The Changing Web

Published on by David A. Kennedy

Fascinatingly, to me, anyway, while many of us prefer to concentrate on design, content, and experience, it continues to be necessary to remind our work comrades (or inform younguns) about web standards, accessibility, and progressive enhancement. When a site like Facebook stops functioning when a script forgets to load, that is a failure of education and understanding, and all of us have a stake in reaching out to our fellow developers to make sure that, in addition to the new fancy tricks they’ve mastered, they also learn the basics of web standards, without which our whole shared system implodes.

This doesn’t mean “go be an HTML guru.” It does mean cherish the lessons of the recent past, and share them with those who missed them (or missed the point).
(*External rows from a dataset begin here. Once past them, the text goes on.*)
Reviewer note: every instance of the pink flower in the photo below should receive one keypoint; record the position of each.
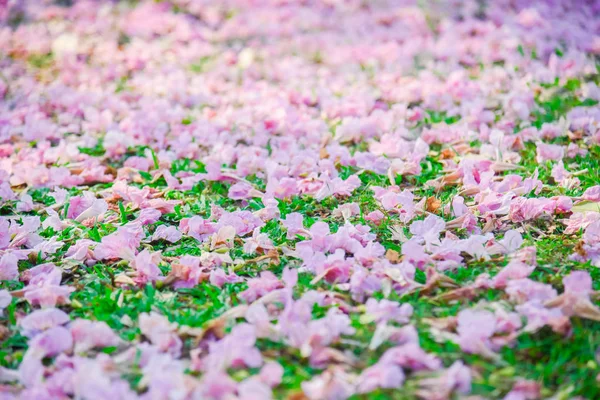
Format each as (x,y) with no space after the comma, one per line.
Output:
(161,333)
(42,320)
(166,232)
(9,269)
(88,335)
(549,152)
(146,266)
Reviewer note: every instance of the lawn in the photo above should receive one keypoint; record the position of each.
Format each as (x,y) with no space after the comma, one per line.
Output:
(321,199)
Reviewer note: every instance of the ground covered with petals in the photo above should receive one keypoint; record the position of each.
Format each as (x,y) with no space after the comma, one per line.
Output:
(318,199)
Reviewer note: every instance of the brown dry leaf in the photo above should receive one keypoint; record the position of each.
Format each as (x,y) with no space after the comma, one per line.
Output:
(393,256)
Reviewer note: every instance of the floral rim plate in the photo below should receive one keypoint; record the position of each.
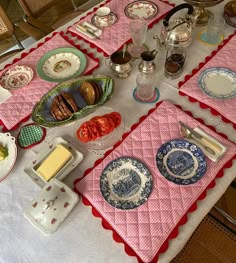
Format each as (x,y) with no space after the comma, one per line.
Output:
(181,162)
(218,83)
(104,21)
(105,141)
(141,9)
(16,77)
(61,64)
(6,165)
(126,183)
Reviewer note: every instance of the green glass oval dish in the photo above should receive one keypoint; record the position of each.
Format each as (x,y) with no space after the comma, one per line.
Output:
(42,111)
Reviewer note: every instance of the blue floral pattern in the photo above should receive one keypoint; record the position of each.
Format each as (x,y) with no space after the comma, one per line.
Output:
(181,162)
(126,183)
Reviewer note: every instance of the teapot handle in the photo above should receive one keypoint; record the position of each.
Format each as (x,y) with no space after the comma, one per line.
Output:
(175,10)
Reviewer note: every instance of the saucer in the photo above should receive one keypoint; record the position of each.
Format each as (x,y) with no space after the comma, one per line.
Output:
(153,99)
(105,21)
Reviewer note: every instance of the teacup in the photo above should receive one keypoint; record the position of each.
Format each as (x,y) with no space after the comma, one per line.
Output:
(103,15)
(121,64)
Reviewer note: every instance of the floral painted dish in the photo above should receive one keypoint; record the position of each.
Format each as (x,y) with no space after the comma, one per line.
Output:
(126,183)
(16,77)
(181,162)
(218,83)
(61,64)
(141,10)
(105,21)
(42,115)
(51,207)
(30,169)
(7,164)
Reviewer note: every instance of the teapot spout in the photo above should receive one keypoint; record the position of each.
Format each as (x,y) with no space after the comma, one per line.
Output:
(160,42)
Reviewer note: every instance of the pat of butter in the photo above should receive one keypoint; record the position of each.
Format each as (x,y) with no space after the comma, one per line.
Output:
(54,162)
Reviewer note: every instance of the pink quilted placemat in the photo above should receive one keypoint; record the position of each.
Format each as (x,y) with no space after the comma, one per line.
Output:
(113,37)
(225,57)
(146,229)
(19,106)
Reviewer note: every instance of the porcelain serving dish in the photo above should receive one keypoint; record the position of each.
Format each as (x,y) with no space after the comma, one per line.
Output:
(16,77)
(42,111)
(181,162)
(77,157)
(51,206)
(61,64)
(218,83)
(126,183)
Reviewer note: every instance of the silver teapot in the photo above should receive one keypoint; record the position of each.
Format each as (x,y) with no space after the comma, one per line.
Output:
(177,31)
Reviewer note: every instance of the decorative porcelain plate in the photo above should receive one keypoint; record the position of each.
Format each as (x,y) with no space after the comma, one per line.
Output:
(42,111)
(6,165)
(181,162)
(105,21)
(141,9)
(16,77)
(126,183)
(218,83)
(51,206)
(61,64)
(77,157)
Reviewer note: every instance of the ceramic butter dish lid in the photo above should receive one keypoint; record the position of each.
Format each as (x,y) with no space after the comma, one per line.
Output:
(51,207)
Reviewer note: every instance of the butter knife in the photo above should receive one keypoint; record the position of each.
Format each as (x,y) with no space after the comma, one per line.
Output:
(204,140)
(87,30)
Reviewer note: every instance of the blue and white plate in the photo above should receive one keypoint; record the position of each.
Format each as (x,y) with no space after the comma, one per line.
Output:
(126,183)
(181,162)
(218,83)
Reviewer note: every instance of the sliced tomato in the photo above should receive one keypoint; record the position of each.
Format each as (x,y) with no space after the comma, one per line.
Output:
(116,117)
(84,133)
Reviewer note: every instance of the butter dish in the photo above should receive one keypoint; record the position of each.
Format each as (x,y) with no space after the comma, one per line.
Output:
(51,206)
(76,158)
(219,149)
(89,30)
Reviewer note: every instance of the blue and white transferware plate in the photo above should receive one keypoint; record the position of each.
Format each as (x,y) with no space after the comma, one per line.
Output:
(218,83)
(126,183)
(181,162)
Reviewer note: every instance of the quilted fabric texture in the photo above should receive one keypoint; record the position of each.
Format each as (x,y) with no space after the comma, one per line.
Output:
(146,228)
(115,36)
(225,57)
(22,101)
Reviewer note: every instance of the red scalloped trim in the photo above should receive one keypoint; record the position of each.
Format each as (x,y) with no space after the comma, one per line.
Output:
(182,221)
(92,45)
(194,71)
(24,54)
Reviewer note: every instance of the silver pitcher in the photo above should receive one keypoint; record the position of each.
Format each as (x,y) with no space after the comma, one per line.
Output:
(120,63)
(147,64)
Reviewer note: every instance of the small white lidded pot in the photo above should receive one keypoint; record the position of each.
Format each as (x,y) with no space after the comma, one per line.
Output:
(51,207)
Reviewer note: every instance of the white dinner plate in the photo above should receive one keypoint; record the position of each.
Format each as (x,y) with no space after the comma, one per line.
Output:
(218,83)
(6,165)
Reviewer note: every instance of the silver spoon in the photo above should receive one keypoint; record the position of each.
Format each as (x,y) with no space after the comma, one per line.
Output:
(187,134)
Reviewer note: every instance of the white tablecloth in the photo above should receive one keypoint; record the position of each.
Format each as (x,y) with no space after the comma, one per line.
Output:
(81,238)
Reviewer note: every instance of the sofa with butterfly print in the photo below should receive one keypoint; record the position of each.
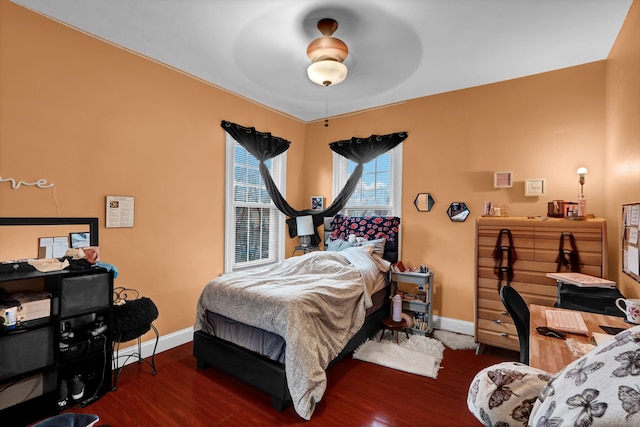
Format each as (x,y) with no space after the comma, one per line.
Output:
(601,388)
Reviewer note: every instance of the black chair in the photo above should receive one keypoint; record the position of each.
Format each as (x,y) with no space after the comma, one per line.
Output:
(133,317)
(519,311)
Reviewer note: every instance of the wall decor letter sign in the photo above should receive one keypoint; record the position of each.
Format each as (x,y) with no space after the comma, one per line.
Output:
(41,183)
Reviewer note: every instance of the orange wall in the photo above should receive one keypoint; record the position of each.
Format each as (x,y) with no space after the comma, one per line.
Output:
(623,134)
(543,126)
(97,120)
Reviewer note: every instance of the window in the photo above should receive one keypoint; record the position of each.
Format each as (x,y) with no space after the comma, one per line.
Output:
(253,225)
(379,191)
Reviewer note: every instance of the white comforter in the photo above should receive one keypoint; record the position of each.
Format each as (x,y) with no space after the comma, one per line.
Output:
(316,302)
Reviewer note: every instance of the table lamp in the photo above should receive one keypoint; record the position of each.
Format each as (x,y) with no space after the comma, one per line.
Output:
(304,225)
(582,200)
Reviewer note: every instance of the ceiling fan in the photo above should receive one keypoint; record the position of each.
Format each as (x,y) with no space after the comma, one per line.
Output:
(327,54)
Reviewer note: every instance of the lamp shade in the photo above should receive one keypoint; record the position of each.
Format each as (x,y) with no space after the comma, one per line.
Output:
(327,72)
(304,224)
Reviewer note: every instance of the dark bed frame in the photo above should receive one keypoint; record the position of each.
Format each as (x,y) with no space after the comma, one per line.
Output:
(268,375)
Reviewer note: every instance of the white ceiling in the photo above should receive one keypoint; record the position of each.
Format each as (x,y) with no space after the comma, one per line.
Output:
(399,49)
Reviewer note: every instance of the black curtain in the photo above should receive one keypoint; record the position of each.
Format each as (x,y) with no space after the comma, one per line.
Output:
(264,146)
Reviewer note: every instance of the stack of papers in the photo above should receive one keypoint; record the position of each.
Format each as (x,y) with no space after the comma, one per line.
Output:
(582,280)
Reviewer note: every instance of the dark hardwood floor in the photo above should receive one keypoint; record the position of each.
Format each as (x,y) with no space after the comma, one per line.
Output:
(358,394)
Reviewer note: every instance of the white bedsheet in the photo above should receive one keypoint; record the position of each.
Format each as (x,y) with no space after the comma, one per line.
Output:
(316,302)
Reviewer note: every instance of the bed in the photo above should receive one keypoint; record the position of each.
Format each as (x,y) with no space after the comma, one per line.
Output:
(351,303)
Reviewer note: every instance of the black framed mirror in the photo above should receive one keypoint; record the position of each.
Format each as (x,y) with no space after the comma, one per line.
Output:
(19,236)
(423,202)
(458,212)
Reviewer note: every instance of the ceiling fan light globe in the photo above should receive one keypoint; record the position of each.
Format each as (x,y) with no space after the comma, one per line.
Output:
(327,72)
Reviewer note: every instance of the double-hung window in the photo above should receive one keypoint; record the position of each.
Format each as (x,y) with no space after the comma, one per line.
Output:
(379,191)
(253,225)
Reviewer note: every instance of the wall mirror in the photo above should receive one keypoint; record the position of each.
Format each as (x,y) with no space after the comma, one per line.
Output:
(424,202)
(458,212)
(19,237)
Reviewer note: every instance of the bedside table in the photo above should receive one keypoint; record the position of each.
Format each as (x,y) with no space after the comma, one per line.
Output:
(424,281)
(305,249)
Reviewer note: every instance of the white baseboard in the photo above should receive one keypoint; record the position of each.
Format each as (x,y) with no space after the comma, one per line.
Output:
(165,342)
(454,325)
(174,339)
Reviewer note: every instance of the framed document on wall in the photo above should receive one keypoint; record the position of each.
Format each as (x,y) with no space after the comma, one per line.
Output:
(120,211)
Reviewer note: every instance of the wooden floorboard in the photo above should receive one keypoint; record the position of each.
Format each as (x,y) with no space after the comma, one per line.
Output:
(358,394)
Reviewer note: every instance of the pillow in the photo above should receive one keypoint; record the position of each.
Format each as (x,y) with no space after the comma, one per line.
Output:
(602,388)
(378,245)
(505,393)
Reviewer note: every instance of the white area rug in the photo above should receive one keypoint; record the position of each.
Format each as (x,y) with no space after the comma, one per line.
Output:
(455,341)
(418,354)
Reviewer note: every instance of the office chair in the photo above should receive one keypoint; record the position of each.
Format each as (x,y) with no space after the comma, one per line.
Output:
(132,318)
(519,311)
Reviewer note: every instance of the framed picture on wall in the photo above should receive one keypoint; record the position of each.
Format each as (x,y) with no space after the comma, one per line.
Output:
(317,203)
(534,187)
(502,180)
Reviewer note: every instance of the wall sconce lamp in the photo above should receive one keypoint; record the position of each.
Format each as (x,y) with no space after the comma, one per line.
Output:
(304,224)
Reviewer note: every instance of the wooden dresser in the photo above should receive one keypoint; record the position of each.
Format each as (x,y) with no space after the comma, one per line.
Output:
(536,243)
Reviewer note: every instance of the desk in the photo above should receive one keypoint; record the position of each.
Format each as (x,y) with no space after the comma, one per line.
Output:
(552,354)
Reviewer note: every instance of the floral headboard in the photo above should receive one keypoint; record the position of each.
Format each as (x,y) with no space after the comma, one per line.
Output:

Wisdom is not a job, but it is always an asset.

Jeffrey Zeldman It’s 2014. Is Web Design Dead?, a response to Jeff Croft’s Web Standards Killed the HTML Star

I love HTML and CSS. They’re as much art as they are science. That’s why I create with them.

If we view the average web worker’s skill stack as a cake (this kind of cake), at least two of those layers are HTML and CSS. You can make that third layer and icing out of whatever you’d like: design, UX, accessibility, etc. And guess what, you can change that or add layers. It’s the web! Fluidity and flexibility mean something around here, but you’ll always need those two layers of HTML and CSS. They form your base and will serve you well. The rest is up to you. Do your best to welcome change, in technology and yourself.